Stoked — 1969
By Helene Forst
Recommended by: Francine Silverblank, Professor Emerita, Dowling College, Retiree Council 37
Suitable for: age 12 to adult
Why I chose this book: This book is a five-star, tender and moving read. Jake, an astute, competent 14-year-old, finds life hard because he constantly has to contend with his learning disability — dyslexia. He wants to be able to read, be accepted by his classmates and be like everyone else. His story draws in teen readers with significant issues of trying to keep a weakness hidden, being different, being bullied, friendship and academic and social difficulties.

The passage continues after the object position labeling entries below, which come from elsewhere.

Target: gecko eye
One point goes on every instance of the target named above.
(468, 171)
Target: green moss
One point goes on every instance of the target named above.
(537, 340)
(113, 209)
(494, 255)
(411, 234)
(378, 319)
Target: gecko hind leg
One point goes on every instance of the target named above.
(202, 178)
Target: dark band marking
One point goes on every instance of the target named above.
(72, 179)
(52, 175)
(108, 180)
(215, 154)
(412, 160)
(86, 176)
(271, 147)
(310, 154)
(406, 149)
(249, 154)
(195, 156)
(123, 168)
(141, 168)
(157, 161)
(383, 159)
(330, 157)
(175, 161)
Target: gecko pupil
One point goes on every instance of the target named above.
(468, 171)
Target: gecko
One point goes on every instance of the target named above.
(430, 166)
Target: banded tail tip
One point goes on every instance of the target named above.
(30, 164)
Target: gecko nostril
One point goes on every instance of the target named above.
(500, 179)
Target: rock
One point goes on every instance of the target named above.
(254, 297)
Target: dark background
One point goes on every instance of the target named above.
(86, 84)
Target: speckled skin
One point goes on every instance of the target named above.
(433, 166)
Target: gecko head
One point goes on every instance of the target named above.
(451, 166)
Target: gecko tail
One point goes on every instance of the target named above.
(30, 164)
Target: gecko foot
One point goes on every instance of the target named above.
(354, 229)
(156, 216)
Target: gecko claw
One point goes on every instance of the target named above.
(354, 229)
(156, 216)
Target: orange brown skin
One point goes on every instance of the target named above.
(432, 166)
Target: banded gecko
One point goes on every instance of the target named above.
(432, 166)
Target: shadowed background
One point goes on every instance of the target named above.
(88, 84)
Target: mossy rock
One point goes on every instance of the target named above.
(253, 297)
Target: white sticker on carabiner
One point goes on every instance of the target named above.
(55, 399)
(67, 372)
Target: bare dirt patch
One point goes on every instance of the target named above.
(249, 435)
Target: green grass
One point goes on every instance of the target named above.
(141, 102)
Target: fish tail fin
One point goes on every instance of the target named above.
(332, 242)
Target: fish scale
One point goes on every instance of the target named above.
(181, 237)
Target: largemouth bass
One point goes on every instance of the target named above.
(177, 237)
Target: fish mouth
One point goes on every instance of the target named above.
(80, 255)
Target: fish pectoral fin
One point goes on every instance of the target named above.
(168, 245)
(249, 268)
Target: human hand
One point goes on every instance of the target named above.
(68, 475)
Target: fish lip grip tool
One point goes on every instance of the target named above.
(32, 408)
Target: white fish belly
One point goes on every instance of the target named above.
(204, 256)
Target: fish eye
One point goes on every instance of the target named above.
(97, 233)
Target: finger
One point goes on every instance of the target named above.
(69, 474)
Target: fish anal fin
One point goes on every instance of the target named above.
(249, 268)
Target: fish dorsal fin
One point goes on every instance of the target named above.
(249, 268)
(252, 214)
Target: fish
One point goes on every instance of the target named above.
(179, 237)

What I liked best: The book deals with a teen's disability and a singular time in American history — the Vietnam War. The peak of the United States' involvement occurred in the President Lyndon B. Johnson administration, including 1969, when this story takes place. TV exposed people to daily images of war's death and destruction for the first time. Few people understood what was happening and why it was happening, and the result was political turmoil. Some thought joining the armed forces was patriotic; others thought the opposite, and protested the war. Through credible, understanding characters, and plausible, winning dialogue, Forst brings to life this tumultuous period in our history with relevance for today's teens.

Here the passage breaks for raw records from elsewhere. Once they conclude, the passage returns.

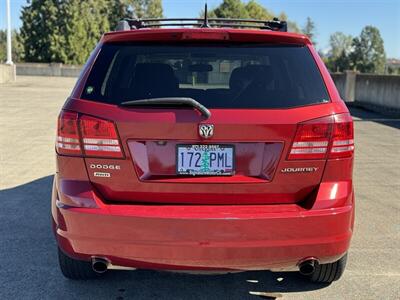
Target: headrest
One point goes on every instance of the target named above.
(154, 80)
(242, 77)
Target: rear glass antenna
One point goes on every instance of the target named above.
(205, 21)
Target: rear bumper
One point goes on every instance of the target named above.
(236, 237)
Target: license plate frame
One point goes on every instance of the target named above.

How teachers can use this book: The discussions that can follow are loyalty, patriotism, civil disobedience, our responsibilities and rights under the U.S. Constitution, zero tolerance for bullying, being proud of one's uniqueness and the idea that we are all the authors of our own life stories. A teacher's page at www.heleneforst.com encourages students to make thoughtful connections between literature and life, an important strategy for reading comprehension.